Last night, at a press performance of the London Palladium pantomime Dick Whittington, Ventriloquist Paul Zerdin picked a man out of the audience and asked him to bring his wife up on stage. When the man stood up with his male partner, Paul told them to sit down as he needed a heterosexual couple. This made my blood boil and had I not be there to review the show in its entirety then I would have left immediately.

The heterosexual couple that were brought on stage were given false mouth masks to wear (Nina Conti style) which Paul then controlled the movement of so it looked like they were talking when really it was him. Now I understand he may have had only one male and one female mask on stage but I see no reason (in today’s society) why he couldn’t have a selection of masks, ready for any couple picked out.

I feel awful for the gay couple who stood up in front of 2,000 people, only to be told to sit down. I don’t believe it was intentionally homophobic on Paul’s behalf but it’s 2017 and we are in London. Situations like this should not be happening.





At the end of the show, Paul invited four children up on stage. Two boys and two girls. They all introduced themselves until the last boy who when Paul asked his name, before the boy had a chance to reply, said ‘Tracey’ and the audience laughed. Now I understand this may be amusing but I felt that was a risky joke to try as who knows what that little boy’s life is like. Perhaps he is bullied in the playground at school and called a girl. If that were the case then being called a girl on stage in front of 2,000 people would be an extension of his school bullying that could scar him for life. From personal experience at least, if that had been me on stage at eight years old being called Tracey and having the audience laugh, it would have been a horrific moment I would never forget.

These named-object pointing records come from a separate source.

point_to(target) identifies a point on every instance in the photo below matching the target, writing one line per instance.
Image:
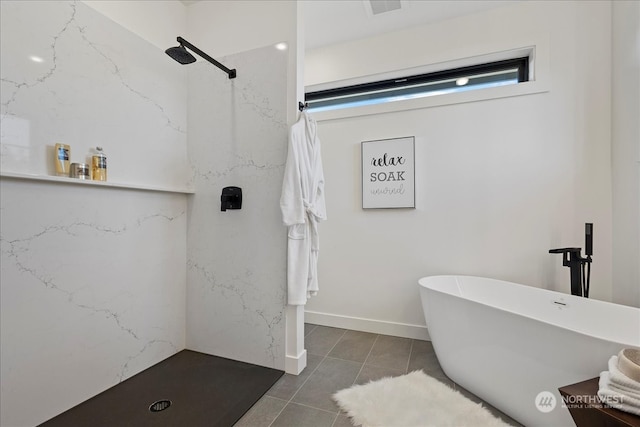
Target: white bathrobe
(303, 206)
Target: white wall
(498, 182)
(224, 27)
(158, 22)
(626, 153)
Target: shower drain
(160, 405)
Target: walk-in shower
(182, 55)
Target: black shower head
(180, 54)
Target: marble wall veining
(71, 75)
(92, 279)
(236, 269)
(92, 291)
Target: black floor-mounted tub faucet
(580, 267)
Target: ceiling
(333, 21)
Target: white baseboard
(294, 365)
(368, 325)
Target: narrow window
(500, 73)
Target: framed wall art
(388, 173)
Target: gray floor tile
(491, 409)
(342, 421)
(322, 339)
(303, 416)
(332, 375)
(262, 413)
(390, 352)
(373, 373)
(308, 328)
(289, 384)
(354, 346)
(424, 357)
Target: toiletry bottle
(62, 155)
(99, 165)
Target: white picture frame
(388, 173)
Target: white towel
(620, 381)
(615, 399)
(605, 380)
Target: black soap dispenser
(231, 198)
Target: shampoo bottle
(99, 165)
(62, 153)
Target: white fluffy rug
(412, 400)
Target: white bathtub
(506, 342)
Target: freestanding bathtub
(506, 342)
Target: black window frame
(520, 63)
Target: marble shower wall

I left the theatre shaken and feeling sick after what happened with the gay couple. I’m not calling Paul Zerdin homophobic but I do think he needs to move in to the twenty-first century and make his material relevant to the society we are living in and not alienate people. Christmas pantomime’s are supposed to be a joyous celebration and not one that leaves you with a bitter taste in your mouth like I have today.